A data warehouse, unlike an OLTP, does not delete redundant data – rather, it utilises ALL available data to create our single source of data truth. This allows end-users a better ability to integrate their data with ad hoc queries and ‘slicing and dicing’, thanks to the data warehouse’s Star Schema design.
When data comes into the warehouse, we know there is an ELT phase. During this portion of ingesting data into the warehouse, to ensure that all the data within this design can be easily and quickly queried by all users who need it – we need conformed dimensions.
Utilising Kimball’s Enterprise Bus Matrix, you should identify each business process and the dimensions within this process. You’ll need to engage with all stakeholders involved in the data management and access to identify these and agree upon the common dimensions.
Kimball’s Enterprise Bus Matrix (from The Data Warehouse Toolkit) is critical to identify common dimensions and facts.
Imagine, the CIO of your business accesses the retail sales data for an upcoming monthly report. What if the dimensions such as date, product, store etc., are not clearly outlined and agreed upon?
Data would enter the warehouse with differing dimensions describing the same piece of information (e.g., a customer – could be entered as John Doe, J. Doe, Mr Doe, J.D. etc.).
Similarly, you should define the grain of the fact within the data warehouse early. Facts are central to the Star Schema design – your conformed dimensions (e.g., customers, times, channels, products etc.) feeding the facts (e.g., in sales – the amount sold, quantity sold etc.) to deliver the easily accessible data inside the data warehouse.

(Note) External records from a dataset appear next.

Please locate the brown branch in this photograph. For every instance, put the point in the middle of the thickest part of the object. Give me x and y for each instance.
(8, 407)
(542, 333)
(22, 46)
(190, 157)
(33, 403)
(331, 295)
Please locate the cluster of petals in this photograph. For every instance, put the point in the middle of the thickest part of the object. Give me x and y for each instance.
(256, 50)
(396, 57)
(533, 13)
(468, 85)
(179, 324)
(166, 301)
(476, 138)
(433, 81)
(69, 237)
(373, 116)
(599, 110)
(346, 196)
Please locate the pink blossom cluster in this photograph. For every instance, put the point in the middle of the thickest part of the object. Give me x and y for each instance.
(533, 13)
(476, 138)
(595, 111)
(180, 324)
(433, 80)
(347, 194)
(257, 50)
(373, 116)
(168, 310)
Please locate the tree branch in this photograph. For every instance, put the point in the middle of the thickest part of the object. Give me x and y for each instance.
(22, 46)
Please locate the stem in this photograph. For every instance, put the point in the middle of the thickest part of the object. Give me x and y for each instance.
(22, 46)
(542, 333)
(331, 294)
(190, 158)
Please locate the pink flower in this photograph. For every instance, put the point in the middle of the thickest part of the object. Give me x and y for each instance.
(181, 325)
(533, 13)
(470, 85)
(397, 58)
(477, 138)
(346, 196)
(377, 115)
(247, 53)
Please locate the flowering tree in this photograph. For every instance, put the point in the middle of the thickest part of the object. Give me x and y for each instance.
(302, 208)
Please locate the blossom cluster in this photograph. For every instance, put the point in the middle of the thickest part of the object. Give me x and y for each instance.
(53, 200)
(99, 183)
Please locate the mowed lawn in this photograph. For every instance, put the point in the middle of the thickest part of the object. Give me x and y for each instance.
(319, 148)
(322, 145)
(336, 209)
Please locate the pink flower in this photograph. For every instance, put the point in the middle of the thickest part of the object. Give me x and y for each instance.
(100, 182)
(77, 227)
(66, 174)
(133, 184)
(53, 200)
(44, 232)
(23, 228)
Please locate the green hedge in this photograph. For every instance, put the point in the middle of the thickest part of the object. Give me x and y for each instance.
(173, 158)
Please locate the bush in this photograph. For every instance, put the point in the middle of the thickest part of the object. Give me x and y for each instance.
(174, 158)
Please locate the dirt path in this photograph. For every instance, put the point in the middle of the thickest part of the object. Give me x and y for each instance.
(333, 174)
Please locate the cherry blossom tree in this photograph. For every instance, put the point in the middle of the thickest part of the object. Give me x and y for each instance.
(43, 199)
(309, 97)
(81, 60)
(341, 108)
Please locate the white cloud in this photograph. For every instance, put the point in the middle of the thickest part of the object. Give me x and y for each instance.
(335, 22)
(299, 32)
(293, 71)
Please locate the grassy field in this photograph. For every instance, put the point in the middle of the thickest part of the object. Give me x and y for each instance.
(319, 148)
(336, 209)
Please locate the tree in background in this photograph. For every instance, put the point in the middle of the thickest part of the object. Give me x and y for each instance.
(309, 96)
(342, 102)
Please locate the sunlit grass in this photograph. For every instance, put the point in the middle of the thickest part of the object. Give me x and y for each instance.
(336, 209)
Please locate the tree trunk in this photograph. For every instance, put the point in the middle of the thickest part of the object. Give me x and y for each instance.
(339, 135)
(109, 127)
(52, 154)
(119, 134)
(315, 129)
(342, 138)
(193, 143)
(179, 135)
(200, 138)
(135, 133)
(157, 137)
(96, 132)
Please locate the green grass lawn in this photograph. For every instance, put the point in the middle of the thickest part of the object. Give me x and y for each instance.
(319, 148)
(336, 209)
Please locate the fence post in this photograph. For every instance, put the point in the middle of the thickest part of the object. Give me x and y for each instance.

If you identify the correct fact grain early, you enhance your data visibility; the finer the grain, the more detail you’ll be able to draw upon when a user produces a report.
By conforming dimensions within your data warehouse, you’re ensuring a consistent language across the enterprise, enabling the end-user faster access to vast amounts of information and more confidence in the accuracy of the query results.
Make smarter, data-driven decisions with data warehousing.
Earlier in this blog, I referred to some of the common workplace concerns around data. Things like, collecting lots of data but being unable to use it, wasting time trying to make sense of reports when you could be making data-driven decisions.
Many of these data dilemmas are present in businesses around the world, and there are ways a data warehouse can remove these frustrations.
Data warehousing can help you quickly access data from all areas of your business in one location, with greater clarity and simplicity for end-users thanks to a single source of truth.